Attached is a revamped version of the FSM rewrite. WAL-logging is now
gone. Any inconsistencies between levels of the FSM is fixed during
vacuum, and by searchers when they run into a dead end because of a
discrepancy. Corruption within FSM pages is likewise fixed by vacuum and
searchers.

The FSM in a warm standby gets updated by replay of heap CLEAN WAL
records. That means that the FSM will reflect the situation after the
last vacuum, which is better than what we have now, but not quite
up-to-date. I'm worried that this might not be enough, because on a
large table, a lot of pages could've been filled since last vacuum, and
the first guy who tries to insert to the table will have to grind
through all those pages, finding that they're all full now. It would be
simple to update the FSM at every heap insert and update record, but
that then might be an unacceptable amount of overhead at recovery. Also,
the index FSM is not yet updated during recovery.

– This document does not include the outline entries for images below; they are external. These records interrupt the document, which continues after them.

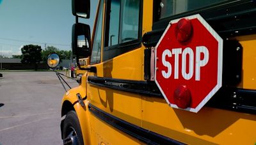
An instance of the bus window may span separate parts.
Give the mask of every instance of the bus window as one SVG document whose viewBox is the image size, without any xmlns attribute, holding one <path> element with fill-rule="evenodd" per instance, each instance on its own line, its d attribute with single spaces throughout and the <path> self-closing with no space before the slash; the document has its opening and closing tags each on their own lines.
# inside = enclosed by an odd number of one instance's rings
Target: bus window
<svg viewBox="0 0 256 145">
<path fill-rule="evenodd" d="M 157 0 L 158 20 L 228 1 L 230 0 Z"/>
<path fill-rule="evenodd" d="M 97 20 L 95 36 L 92 45 L 92 52 L 91 56 L 91 64 L 99 63 L 100 62 L 100 51 L 101 51 L 101 35 L 102 35 L 102 11 L 103 11 L 103 1 L 100 2 L 100 8 Z"/>
</svg>

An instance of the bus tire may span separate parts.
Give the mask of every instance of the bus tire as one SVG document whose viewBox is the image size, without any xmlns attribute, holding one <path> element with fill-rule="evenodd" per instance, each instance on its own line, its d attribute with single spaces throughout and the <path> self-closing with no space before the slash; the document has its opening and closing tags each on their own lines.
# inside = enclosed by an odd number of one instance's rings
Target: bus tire
<svg viewBox="0 0 256 145">
<path fill-rule="evenodd" d="M 84 144 L 79 121 L 74 111 L 67 114 L 63 129 L 63 144 Z"/>
</svg>

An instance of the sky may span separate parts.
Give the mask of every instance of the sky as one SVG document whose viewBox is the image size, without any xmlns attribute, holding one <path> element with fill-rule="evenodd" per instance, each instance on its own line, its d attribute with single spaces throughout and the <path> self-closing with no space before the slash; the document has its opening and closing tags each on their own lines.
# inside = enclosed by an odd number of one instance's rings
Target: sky
<svg viewBox="0 0 256 145">
<path fill-rule="evenodd" d="M 89 24 L 95 20 L 98 1 L 91 0 L 90 19 L 79 18 Z M 0 53 L 20 55 L 24 45 L 53 46 L 71 50 L 71 0 L 0 0 Z"/>
</svg>

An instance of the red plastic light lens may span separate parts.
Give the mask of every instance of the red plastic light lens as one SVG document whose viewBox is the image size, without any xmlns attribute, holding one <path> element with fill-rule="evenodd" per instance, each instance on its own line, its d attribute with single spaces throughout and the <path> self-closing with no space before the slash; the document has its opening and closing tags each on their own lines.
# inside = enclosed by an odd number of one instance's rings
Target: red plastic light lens
<svg viewBox="0 0 256 145">
<path fill-rule="evenodd" d="M 192 36 L 193 27 L 190 20 L 182 18 L 179 20 L 175 29 L 177 39 L 184 43 L 188 41 Z"/>
<path fill-rule="evenodd" d="M 186 85 L 178 86 L 174 91 L 174 102 L 180 108 L 186 109 L 190 105 L 191 93 Z"/>
</svg>

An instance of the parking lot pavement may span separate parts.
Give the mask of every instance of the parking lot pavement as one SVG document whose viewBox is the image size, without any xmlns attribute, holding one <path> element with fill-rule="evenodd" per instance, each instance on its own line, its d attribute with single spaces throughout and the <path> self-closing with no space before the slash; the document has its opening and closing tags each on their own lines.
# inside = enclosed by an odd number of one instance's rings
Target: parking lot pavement
<svg viewBox="0 0 256 145">
<path fill-rule="evenodd" d="M 55 73 L 1 73 L 0 144 L 63 144 L 60 125 L 65 90 Z"/>
</svg>

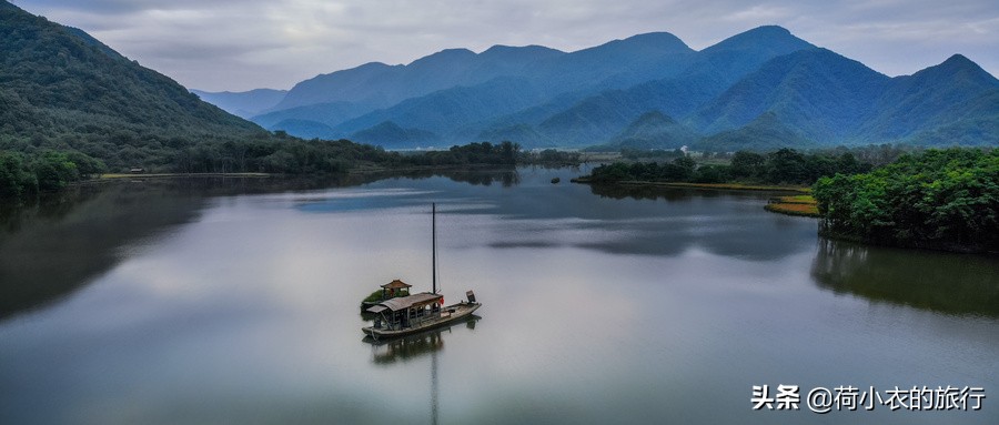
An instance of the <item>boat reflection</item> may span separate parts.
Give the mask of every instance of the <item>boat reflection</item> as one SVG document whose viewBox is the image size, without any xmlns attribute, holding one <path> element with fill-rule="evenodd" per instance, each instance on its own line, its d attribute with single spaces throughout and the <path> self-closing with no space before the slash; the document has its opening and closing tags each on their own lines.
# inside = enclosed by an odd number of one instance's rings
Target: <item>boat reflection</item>
<svg viewBox="0 0 999 425">
<path fill-rule="evenodd" d="M 407 362 L 444 350 L 444 335 L 451 334 L 453 328 L 475 330 L 475 323 L 482 317 L 472 315 L 461 323 L 445 327 L 421 332 L 413 335 L 392 340 L 374 340 L 365 336 L 365 343 L 371 344 L 371 363 L 375 365 L 391 365 L 398 362 Z"/>
<path fill-rule="evenodd" d="M 811 276 L 821 289 L 874 303 L 999 317 L 999 263 L 987 256 L 819 239 Z"/>
</svg>

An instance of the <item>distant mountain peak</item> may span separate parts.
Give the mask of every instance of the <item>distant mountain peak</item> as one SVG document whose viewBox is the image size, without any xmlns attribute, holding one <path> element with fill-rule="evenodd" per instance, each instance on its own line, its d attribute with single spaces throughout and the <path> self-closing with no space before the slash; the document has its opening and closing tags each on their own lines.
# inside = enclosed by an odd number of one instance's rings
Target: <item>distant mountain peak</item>
<svg viewBox="0 0 999 425">
<path fill-rule="evenodd" d="M 689 49 L 687 43 L 669 32 L 658 31 L 658 32 L 646 32 L 644 34 L 637 34 L 628 37 L 620 42 L 628 43 L 640 43 L 640 44 L 673 44 L 676 47 L 683 47 Z"/>
<path fill-rule="evenodd" d="M 452 61 L 452 60 L 464 60 L 475 58 L 475 52 L 468 49 L 444 49 L 434 54 L 420 58 L 413 62 L 410 62 L 410 67 L 425 63 L 425 62 L 436 62 L 436 61 Z"/>
<path fill-rule="evenodd" d="M 738 50 L 747 48 L 760 49 L 761 47 L 774 48 L 776 45 L 791 47 L 794 49 L 806 49 L 815 47 L 815 44 L 795 37 L 795 34 L 793 34 L 784 27 L 764 26 L 740 32 L 725 40 L 722 40 L 717 44 L 705 49 L 705 51 Z"/>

The FSM is now extended lazily, so there's no explicit
FreeSpaceMapExtendRel function anymore. To avoid calling smgrnblocks all
the time, I added a field to RelationData to cache the size of the FSM fork.

The fsm_search_avail() function now emulates the old FSM behavior more
closely. It should now always return the next page to the right of the
next-pointer (wrapping around if necessary).

I believe I've addressed all the other Tom's comments on the code as
well. Also, the "next-pointer" is now reset in vacuum, to encourage the
use of low-numbered pages, per Bruce's comment.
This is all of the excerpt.